The question is pretty simple. Is there any difference between:

template <typename T>
T add(T a, T b)
{
    return a + b;
}

template <>
int add<int>(int a, int b)
{
    return a + b; //no reason to specialize, but still...
}

And:

template <typename T>
T add(T a, T b)
{
    return a + b;
}

int add(int a, int b)
{
    return a + b; //no reason to overload, but still...
}

They seem to be the same.

Answer 1

Fist variant is simpler because compiler will have to collect and then choose from set of candidates containing only a single item add<int>(int, int) specialization. While second variant will cause compiler to perform some extra job by collecting a set of candidates containing two items - add<int>(int, int) and add(int, int) and choose between them using fancy function overload ranking algorithm.

Answer 2

Other than differences in how overload resolution proceeds, a template specialization locks you into a signature. Meaning you can't do this:

template <>
long add<int>(int a, int b)
// ^- the return type is long , not int
{
    return a + b; //no reason to specialize, but still...
}

A compiler will complain about the changed return type, since the declaration (and function signature) is determined by the primary template . A compiler doesn't even consider the specialization when doing overload resolution. It just instantiates a declaration from the primary, and that declaration must match what it ends up calling.

So overloads are more flexible in how you can define them. And there is no ambiguity for the compiler. The overload resolution mechanism favors a non-template over a template generated function if their argument types match. More often than not it's easier to overload than to specialize a function template.

Answer 3

It makes no difference in this case, but there are cases where it will. Lets look at this sample code

template<class T> // (a) 
void f(T);

template<>        // (b)
void f<>(int*);

template<class T> // (c)
void f(T*);

int main()
{
    int *p; 
    f(p);
}

When we call f(p); , what function would you expect to be called? Most people would go with b , and they would be wrong. The reason for this is because specializations do not apply to overload resolution. They are a special recipe for a template that tells the compiler that if you deduce this type, then stamp out the template this way instead.
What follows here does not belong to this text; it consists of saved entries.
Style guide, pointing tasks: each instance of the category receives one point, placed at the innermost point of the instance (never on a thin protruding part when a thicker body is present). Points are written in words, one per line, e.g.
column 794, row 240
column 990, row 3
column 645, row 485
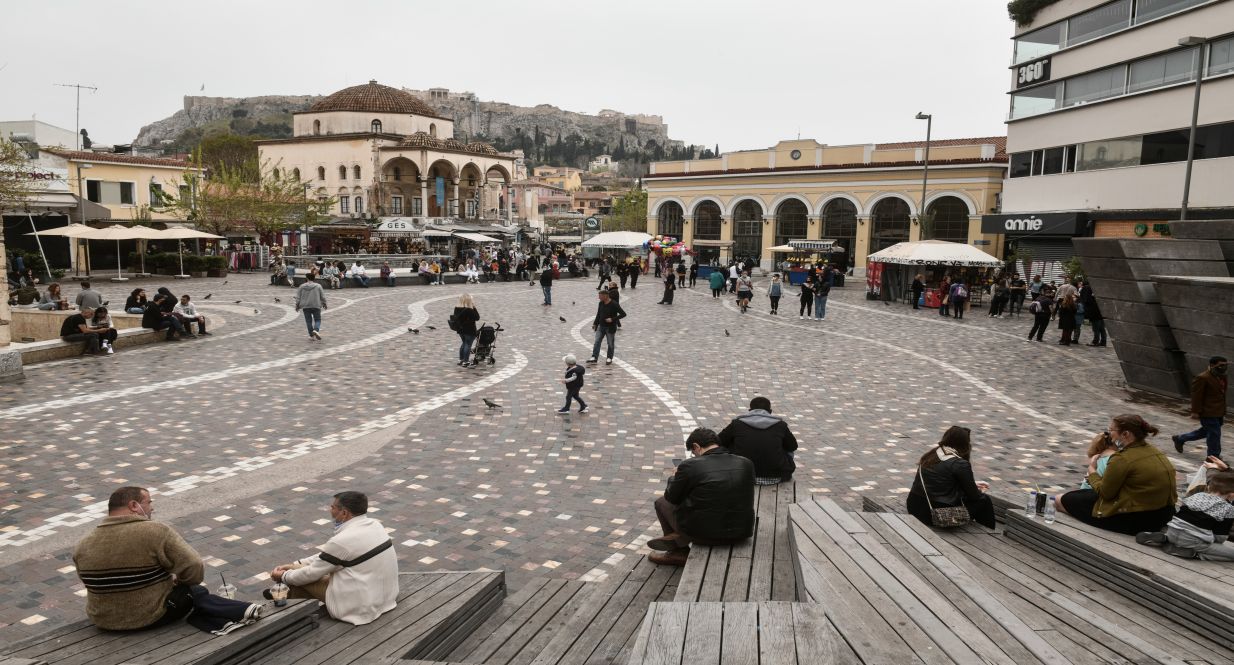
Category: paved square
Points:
column 243, row 437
So what the compiler does is go through overload resolution and says I can call a with T being int* , or I can call c with T being int . Since the latter is more specialized ( T is narrower), c wins. This can be very surprising but it makes a lot of sense once you ignore the specialization and just consider the overloads.

Walter E. Brown has a very in depth video about templates and specialization called “C++ Function Templates: How Do They Really Work?” that you should consider watching. It is an hour long, but it is very detailed.

Answer 4

In "simple" cases, they would behave identically, but they are some cases where they differ.

A trivial difference, is the explicit call add<int> which will call the specialization and not the overload.

Other differences happens for overload resolution, a call like:

add(42, 4.2f);

will fail with the template specialization ( int and float , so T cannot be deduced)

whereas, overload is valid and will convert the float to int .